CLIMATE AND EARTH
SYSTEM SCIENCES
Photo: UHH/Denstorf
3 February 2021
Photo: private
We are proud to announce the successful disputation of our SICSS member Natalie Harms.
Her dissertation "The South Indian Ocean – Biogeochemical studies on water masses, nutrient and stable isotope distribution, and particulate matter in an oligotrophic ocean region" was supervised by Prof. Dr. Kay-Christian Emeis and Dr. Niko Lahajnar.
Natalie Harms worked on biogeochemical element cycling processes in the less explored oligotrophic subtropical gyre of the South Indian Ocean. She conducted a detailed water mass analysis using physical water column profiles that were basis to understand the complex distribution of nutrients and stable isotope signals to identify the sources and transformation processes in the nitrogen cycle. Furthermore, she deployed and recovered sediment trap moorings (2015-2019) in order to assess the particulate organic carbon (POC) export below the euphotic zone and further into the ocean interior and its final accumulation in the deep-sea sediments. This constitutes to the organic carbon pump and is a central part of the global carbon cycle. Thus, her investigations contribute to the baseline knowledge on nitrogen and carbon cycle processes and its budgets in oligotrophic areas that are most likely expand under global warming and thus getting even more important on a global scale.
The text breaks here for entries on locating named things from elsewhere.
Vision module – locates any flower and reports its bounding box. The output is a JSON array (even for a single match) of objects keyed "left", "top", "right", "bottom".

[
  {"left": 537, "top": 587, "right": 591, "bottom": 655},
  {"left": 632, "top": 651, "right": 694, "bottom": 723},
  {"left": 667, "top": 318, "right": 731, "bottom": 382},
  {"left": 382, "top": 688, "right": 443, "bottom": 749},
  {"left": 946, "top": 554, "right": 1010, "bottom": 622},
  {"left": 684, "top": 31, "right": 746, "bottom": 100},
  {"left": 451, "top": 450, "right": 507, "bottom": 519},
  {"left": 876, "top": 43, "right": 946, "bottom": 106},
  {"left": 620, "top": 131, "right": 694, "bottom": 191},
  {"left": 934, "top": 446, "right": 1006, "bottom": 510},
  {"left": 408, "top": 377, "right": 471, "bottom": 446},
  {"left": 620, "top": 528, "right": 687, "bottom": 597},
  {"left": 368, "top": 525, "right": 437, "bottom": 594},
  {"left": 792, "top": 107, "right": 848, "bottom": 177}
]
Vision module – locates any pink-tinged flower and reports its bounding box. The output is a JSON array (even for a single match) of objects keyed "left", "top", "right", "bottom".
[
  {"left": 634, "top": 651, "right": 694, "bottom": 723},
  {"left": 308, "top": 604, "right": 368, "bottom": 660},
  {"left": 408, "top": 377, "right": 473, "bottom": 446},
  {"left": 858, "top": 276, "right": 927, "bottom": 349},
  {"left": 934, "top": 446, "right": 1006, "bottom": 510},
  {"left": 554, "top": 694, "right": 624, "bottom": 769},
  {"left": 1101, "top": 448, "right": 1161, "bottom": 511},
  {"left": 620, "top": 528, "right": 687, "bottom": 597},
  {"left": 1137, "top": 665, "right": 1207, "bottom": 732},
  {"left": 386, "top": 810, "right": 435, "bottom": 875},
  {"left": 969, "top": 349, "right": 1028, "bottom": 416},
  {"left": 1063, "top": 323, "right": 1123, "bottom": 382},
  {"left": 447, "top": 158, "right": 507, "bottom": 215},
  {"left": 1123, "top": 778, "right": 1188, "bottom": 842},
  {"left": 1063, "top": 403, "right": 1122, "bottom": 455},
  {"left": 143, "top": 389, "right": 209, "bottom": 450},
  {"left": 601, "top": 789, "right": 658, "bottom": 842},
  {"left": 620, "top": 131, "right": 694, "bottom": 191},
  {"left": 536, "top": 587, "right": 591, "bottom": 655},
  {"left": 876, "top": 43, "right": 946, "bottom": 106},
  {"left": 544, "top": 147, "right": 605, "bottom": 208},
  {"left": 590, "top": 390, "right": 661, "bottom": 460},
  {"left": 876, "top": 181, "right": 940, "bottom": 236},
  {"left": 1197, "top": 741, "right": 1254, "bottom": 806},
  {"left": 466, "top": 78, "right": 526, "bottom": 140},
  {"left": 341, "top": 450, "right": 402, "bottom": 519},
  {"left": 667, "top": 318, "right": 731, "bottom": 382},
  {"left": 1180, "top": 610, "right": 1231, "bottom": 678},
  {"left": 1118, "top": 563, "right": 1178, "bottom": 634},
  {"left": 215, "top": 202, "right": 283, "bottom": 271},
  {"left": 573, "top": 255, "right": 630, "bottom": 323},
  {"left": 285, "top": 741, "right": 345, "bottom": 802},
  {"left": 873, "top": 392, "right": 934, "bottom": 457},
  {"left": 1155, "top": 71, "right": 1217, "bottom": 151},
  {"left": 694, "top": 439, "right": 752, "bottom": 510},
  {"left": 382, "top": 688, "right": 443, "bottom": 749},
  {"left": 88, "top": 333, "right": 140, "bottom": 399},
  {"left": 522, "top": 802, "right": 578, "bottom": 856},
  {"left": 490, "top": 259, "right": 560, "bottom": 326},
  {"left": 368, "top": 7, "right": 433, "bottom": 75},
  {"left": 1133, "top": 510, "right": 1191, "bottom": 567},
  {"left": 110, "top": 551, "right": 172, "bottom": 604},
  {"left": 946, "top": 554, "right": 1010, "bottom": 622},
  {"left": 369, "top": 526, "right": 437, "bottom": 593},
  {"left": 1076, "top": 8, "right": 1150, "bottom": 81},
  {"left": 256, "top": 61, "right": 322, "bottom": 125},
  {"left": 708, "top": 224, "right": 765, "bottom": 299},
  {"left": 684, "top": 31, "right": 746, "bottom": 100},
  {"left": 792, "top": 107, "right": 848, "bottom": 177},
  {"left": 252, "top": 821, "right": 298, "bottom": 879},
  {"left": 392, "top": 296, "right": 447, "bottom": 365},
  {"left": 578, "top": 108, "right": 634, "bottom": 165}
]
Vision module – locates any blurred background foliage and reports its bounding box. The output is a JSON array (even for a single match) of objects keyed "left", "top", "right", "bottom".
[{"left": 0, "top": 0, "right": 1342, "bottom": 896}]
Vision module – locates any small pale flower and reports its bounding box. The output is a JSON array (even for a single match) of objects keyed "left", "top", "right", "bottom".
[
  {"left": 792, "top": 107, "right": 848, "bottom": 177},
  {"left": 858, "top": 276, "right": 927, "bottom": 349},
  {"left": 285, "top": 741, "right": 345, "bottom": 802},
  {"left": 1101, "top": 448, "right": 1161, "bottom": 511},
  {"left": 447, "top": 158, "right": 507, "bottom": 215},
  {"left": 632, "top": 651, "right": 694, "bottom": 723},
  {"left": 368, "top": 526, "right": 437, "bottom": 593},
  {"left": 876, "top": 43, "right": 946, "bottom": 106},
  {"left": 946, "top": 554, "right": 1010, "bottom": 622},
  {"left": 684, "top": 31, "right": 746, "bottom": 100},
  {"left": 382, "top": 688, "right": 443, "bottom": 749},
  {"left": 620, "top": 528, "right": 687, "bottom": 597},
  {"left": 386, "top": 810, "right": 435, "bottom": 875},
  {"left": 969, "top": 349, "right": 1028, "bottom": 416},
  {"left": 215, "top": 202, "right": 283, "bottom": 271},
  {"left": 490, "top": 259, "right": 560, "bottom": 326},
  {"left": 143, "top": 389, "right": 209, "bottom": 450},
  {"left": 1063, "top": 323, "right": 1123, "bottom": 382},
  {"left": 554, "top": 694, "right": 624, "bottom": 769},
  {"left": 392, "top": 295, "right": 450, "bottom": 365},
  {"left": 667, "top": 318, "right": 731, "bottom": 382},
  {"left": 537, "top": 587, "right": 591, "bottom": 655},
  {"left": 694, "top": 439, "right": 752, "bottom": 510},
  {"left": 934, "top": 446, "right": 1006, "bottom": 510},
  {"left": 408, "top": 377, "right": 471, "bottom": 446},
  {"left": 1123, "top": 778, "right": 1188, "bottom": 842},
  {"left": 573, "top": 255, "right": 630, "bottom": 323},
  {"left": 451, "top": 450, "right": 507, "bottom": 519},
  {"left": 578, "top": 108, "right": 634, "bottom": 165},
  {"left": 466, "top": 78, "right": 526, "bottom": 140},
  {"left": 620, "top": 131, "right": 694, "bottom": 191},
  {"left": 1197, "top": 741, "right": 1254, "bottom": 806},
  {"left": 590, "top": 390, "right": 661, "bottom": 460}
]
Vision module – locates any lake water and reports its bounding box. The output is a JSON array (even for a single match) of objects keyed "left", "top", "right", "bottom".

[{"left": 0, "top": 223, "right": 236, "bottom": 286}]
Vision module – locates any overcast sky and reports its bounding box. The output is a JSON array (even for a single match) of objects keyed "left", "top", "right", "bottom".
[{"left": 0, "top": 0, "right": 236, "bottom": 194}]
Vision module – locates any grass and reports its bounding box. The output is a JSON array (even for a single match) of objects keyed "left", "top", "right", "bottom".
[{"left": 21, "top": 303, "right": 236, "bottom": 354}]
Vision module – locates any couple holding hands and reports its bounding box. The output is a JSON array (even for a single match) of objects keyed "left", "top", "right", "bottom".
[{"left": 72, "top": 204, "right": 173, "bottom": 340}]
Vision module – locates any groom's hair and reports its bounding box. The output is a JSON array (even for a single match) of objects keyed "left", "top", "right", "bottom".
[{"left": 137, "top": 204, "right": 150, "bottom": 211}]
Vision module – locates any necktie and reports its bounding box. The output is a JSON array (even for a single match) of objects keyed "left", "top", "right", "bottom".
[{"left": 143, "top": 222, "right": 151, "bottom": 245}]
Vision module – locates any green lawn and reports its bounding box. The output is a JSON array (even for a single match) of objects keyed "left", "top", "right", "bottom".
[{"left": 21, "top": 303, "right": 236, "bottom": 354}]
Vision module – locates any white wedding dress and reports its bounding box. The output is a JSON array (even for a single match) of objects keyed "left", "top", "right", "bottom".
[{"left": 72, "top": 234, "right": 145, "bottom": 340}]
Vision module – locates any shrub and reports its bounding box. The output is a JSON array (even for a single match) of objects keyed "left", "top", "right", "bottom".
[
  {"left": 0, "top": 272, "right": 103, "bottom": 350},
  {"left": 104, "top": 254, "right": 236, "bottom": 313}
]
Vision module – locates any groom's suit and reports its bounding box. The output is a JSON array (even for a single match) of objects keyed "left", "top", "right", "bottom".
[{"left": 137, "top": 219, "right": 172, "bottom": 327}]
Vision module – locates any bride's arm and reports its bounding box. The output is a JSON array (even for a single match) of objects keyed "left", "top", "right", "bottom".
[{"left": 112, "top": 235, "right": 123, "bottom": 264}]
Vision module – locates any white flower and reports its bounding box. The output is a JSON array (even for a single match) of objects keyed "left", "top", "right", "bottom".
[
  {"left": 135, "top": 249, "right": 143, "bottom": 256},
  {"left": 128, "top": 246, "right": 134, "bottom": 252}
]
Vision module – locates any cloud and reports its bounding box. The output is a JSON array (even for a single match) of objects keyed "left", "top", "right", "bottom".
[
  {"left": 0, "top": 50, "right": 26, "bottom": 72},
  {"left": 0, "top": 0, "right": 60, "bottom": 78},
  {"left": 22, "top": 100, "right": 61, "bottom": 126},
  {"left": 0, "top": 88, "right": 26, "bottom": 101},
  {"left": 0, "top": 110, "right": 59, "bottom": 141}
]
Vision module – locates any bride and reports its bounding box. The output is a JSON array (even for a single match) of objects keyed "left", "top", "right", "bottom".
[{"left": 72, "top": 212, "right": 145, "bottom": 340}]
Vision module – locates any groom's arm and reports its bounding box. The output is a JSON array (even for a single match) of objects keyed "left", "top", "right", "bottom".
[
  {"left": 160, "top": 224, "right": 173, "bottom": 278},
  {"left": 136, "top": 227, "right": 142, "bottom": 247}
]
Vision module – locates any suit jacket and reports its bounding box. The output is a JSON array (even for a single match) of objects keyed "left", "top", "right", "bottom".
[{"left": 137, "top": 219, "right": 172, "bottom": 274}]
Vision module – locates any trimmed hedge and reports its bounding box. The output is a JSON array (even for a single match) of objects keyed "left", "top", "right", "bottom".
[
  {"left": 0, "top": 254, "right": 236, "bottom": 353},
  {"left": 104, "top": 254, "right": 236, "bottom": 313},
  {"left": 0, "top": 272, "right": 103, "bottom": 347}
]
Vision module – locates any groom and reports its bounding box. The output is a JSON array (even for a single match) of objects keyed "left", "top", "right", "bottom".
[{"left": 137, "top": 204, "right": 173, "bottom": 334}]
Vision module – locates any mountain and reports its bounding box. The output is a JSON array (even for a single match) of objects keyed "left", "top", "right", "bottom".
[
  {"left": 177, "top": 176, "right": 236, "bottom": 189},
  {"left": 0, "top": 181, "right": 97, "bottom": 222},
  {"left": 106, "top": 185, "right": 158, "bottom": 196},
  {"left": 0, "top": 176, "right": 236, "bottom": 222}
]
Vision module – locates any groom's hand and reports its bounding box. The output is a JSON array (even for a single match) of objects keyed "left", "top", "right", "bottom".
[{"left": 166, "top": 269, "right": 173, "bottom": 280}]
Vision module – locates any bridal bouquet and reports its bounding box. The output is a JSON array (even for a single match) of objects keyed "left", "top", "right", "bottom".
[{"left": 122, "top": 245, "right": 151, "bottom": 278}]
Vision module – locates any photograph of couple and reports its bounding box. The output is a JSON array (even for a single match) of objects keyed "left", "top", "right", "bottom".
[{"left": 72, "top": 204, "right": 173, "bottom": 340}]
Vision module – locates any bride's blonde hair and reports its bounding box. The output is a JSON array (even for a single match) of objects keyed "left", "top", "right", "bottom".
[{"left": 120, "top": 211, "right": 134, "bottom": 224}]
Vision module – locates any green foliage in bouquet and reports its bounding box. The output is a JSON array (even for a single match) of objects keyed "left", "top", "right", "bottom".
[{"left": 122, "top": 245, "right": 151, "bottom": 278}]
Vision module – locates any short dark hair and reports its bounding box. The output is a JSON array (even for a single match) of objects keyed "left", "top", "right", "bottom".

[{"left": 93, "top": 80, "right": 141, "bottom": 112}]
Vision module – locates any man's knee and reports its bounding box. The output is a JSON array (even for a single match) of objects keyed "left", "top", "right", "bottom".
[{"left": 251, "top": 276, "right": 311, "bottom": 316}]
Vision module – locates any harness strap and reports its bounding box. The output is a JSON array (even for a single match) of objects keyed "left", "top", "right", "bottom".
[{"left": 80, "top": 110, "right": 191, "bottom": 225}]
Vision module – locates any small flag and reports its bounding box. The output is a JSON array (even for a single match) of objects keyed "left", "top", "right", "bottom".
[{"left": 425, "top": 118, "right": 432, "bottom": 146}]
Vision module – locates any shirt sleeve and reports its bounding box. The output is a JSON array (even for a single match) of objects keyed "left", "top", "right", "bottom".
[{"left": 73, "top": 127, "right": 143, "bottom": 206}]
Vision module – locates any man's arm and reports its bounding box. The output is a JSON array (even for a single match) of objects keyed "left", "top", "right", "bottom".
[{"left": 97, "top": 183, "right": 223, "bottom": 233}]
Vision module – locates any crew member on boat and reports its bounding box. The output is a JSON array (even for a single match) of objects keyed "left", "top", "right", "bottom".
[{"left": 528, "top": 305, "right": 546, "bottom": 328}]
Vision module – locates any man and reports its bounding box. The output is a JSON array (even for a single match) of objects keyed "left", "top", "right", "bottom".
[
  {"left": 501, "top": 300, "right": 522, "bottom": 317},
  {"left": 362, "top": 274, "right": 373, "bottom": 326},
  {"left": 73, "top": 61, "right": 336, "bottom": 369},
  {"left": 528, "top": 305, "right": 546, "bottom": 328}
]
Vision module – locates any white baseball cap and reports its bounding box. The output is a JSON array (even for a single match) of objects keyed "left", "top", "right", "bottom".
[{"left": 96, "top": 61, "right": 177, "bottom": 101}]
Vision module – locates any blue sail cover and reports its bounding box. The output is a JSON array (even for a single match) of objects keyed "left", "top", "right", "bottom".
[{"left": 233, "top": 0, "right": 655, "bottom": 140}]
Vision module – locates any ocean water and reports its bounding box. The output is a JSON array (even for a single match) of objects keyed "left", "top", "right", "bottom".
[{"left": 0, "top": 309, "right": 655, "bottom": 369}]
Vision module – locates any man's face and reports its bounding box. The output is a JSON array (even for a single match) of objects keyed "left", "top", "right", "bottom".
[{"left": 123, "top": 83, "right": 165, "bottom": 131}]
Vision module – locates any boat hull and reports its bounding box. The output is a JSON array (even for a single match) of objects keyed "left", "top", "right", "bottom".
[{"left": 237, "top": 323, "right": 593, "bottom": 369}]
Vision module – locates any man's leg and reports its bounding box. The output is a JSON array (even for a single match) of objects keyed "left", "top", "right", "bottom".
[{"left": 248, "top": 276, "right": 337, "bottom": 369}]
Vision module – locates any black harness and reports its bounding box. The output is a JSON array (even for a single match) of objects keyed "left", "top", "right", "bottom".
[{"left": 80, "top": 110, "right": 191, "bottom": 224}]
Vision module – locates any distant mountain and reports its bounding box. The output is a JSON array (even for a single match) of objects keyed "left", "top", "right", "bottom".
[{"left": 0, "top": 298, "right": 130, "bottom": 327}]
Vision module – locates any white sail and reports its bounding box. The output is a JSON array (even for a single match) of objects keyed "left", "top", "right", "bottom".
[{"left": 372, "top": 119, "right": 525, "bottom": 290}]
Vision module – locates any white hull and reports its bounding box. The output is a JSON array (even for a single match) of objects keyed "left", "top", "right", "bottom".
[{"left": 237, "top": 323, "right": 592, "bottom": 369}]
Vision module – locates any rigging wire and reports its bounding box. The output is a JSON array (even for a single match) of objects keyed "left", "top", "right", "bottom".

Natalie was a member of the Institute for Geology at the Universität Hamburg
Natalie's future plans?
Stay in the science of marine biogeochemistry and extend the knowledge on nutrient and organic matter cycling, its transport and transfer in different pools (sinking, suspended, dissolved), organic carbon pump mechanisms (gravitational, physical mixing, biological, etc.), export efficiency, ocean-atmosphere carbon fluxes, surface ocean mixing, and how this may change in a warmer ocean.